If you haven't already planned your Heritage Day menu, why not include this home-grown favourite to your list for a post-braai treat with butter and tea! 😍
Recipe credit: @theprettyblog with slight adaptations by @aniseeds
Picture credit: @aniseeds
1 kg cake flour
10 ml salt
100 g sugar
10 g instant dry yeast
100 g butter
250 ml white grape juice (red works well)
125 ml lukewarm milk
250 ml lukewarm water
1/2 cup sugar mixed with cinnamon
30 ml sugar mixed with 30 ml lukewarm water (sugar syrup for brushing after baking)
In a small bowl:
Add 2 tsps sugar (from the 100g)
30ml lukewarm water (from the 250ml)
10g packed of yeast
Mix and allow to proof
In a large mixing bowl:
Sift flour and salt together. Add remaining sugar. Stir well.
Heat butter and grape juice in a saucepan until butter has melted. Do not boil. .
Add to dry ingredients along with milk, water and yeast mixture. Then mix to form a soft dough.
Turn out dough on a lightly floured surface. Knead for 5-10 minutes, or until the dough is soft and elastic. Place in a large oiled bowl, then cover and leave to rise in a warm place for about 30 minutes, or doubled in size.
Knock down dough and knead until smooth. Divide into 2 parts. Roll each one out into a rectangle. Smear with a piece of softened butter.

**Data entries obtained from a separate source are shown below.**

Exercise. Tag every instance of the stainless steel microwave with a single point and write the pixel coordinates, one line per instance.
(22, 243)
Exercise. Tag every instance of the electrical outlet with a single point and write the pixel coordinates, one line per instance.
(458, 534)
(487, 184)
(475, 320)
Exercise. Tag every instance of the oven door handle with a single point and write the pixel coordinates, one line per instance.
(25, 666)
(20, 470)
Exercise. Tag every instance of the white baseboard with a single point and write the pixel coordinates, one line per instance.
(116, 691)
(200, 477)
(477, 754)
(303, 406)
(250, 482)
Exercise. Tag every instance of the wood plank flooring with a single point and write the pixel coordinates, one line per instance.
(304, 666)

Sprinkle the cinnamon and sugar mix equally across both and pat down. Roll up tightly like a swissroll. Slice into equal pieces and shape into balls (the correct technique is to squeeze balls of dough through a circle made by your thumb and forefinger, using oiled/buttered hands, this way you get nice smooth balls of dough). 8 balls fit into each loaf tin. Pack balls tightly into loaf tins of about 22 cm each. Cover and leave to rise for about 30-45 minutes.

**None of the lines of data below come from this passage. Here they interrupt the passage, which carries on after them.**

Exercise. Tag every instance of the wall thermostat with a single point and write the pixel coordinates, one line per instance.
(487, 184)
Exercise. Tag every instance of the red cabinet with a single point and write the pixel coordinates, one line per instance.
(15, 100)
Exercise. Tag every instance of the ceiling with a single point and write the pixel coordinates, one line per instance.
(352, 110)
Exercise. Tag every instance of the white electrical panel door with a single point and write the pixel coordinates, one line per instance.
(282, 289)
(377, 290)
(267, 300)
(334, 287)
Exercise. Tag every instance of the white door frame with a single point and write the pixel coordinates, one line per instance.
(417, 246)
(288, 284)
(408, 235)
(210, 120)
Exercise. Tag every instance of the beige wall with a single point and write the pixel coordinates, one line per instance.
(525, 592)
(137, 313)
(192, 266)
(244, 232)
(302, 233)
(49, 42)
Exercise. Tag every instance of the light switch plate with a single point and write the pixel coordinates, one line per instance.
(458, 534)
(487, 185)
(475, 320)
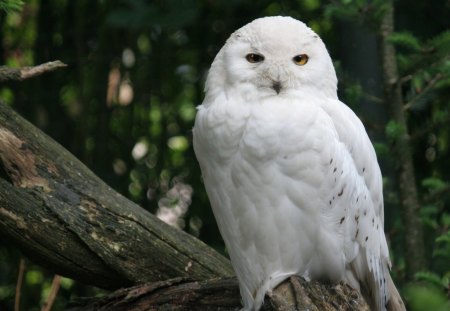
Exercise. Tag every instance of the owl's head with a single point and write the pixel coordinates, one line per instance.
(273, 56)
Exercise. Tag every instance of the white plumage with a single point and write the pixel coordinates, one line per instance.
(291, 174)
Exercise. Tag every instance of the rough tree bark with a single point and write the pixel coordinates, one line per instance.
(414, 243)
(65, 218)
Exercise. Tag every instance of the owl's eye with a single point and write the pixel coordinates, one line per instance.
(254, 58)
(300, 59)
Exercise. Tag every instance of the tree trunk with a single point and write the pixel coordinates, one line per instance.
(414, 243)
(65, 218)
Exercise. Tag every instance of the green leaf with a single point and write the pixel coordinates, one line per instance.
(405, 39)
(10, 6)
(394, 130)
(434, 183)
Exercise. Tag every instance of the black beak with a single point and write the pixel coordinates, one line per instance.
(276, 86)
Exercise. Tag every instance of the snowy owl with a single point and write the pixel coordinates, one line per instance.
(290, 172)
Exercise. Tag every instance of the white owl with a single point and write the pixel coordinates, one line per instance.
(291, 174)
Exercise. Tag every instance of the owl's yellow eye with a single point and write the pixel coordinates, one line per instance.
(254, 58)
(300, 59)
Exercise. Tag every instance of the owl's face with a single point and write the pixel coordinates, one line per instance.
(273, 59)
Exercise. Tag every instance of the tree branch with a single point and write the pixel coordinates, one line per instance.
(20, 74)
(64, 217)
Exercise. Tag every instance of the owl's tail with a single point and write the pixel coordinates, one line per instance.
(395, 302)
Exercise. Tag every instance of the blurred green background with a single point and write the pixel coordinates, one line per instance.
(125, 106)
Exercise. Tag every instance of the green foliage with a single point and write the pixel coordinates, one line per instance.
(366, 12)
(394, 130)
(405, 39)
(126, 104)
(10, 6)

Bake in a pre-heated oven at 180 degrees C for 35-40 minutes until nicely browned on top. Just before they come out, prepare the syrup by melting sugar into water and keeping warm. Brush immediately with syrup once they're out. .
Leave to cool slightly, then eat warm. Optional: drizzle with cream cheese icing and enjoy.
To make the traditional mosbolletjies, omit the step using cinnamon and sugar and instead add in 30ml whole aniseeds into the sifted dry ingredients.